By Maggie Davis, Licensed Massage Therapist
Getting a massage may sound like a luxury, but for many runners it is more of a necessity than an indulgence. Receiving massage can not only help with the post workout soreness that can occur after running, but it can also help improve performance and assist in the athlete’s recovery.

Studies published in the Journal of Athletic Training and the British Journal of Sports Medicine found that massage after exercise reduced the intensity of delayed onset muscle soreness (DOMS). This is crucial to maintaining a consistent training schedule for runners as this level of muscle soreness can decrease a person’s level of function in the legs and can result in one walking like you have just gotten down off a really long horseback ride. This level of stiffness is not desirable, not just because of the associate soreness, but because it causes gait abnormalities that can prevent your ability to train at the preferred level and may even lead to injuries. Getting regular massages will provide runners with the improved muscle tension and increased range of motion that they need to keep moving.
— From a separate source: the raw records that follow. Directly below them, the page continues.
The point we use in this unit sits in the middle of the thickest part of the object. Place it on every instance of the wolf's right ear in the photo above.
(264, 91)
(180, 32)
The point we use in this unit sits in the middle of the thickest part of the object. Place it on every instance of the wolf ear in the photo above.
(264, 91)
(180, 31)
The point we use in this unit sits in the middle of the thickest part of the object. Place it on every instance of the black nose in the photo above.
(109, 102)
This is great news for runners who rely on their muscles and joints to be freely moving and pain free to maintain optimum performance. The science behind this is simple. It is not about the therapist flushing out toxins from the body, the body will always do this on its own. What we do as massage therapists, is by applying the proper amount of movement and pressure we are able to soften the tissues and fascia and alleviate the tension placed on the muscles and joints reducing adhesions and keeping the body loose, limber, and pain free.
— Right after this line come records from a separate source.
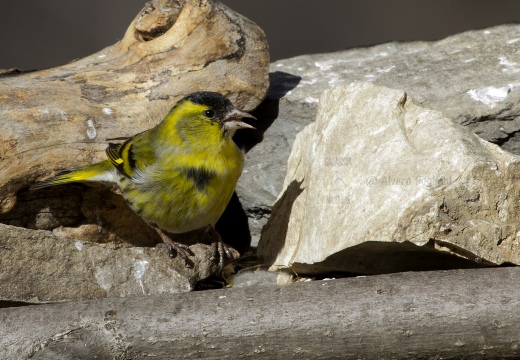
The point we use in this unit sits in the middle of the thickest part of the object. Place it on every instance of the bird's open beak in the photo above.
(232, 120)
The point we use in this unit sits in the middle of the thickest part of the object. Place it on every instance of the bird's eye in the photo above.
(209, 113)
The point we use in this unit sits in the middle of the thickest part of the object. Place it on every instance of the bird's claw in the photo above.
(220, 249)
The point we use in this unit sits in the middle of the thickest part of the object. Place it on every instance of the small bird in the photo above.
(180, 175)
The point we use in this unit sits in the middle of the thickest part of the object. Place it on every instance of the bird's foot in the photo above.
(220, 249)
(174, 247)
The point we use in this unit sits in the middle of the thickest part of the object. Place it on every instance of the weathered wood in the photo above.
(60, 118)
(462, 314)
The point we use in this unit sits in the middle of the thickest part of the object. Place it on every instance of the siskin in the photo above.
(180, 175)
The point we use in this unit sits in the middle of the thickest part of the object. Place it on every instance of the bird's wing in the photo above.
(130, 156)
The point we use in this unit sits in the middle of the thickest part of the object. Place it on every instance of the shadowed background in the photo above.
(37, 34)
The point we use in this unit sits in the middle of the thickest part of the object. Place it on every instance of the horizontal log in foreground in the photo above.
(460, 314)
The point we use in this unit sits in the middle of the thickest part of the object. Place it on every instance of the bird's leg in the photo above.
(180, 249)
(219, 248)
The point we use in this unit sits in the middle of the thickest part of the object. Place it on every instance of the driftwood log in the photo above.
(461, 314)
(60, 118)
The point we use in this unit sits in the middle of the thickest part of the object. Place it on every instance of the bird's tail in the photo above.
(102, 171)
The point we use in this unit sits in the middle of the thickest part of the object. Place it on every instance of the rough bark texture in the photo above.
(463, 314)
(60, 118)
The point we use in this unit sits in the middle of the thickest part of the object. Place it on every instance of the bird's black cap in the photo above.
(214, 100)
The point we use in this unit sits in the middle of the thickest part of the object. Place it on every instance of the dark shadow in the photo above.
(267, 112)
(233, 225)
(374, 257)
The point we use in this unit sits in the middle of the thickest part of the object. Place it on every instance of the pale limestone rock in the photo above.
(376, 177)
(39, 267)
So, what kind of massage is most beneficial? Well, the answer can vary. Talking with your massage therapist is always best. Although a Swedish massage’s long, relaxing strokes may be best in the days prior to a grueling race as to not over tax the tissues, it may be more appropriate to receive a deeper level of massage work in the days following such an event to help prevent muscle adhesions. The best rule of thumb is to work regularly with a massage therapist and discuss where you are in your training and what events you’re participating and when to monitor how your body best responds to massage.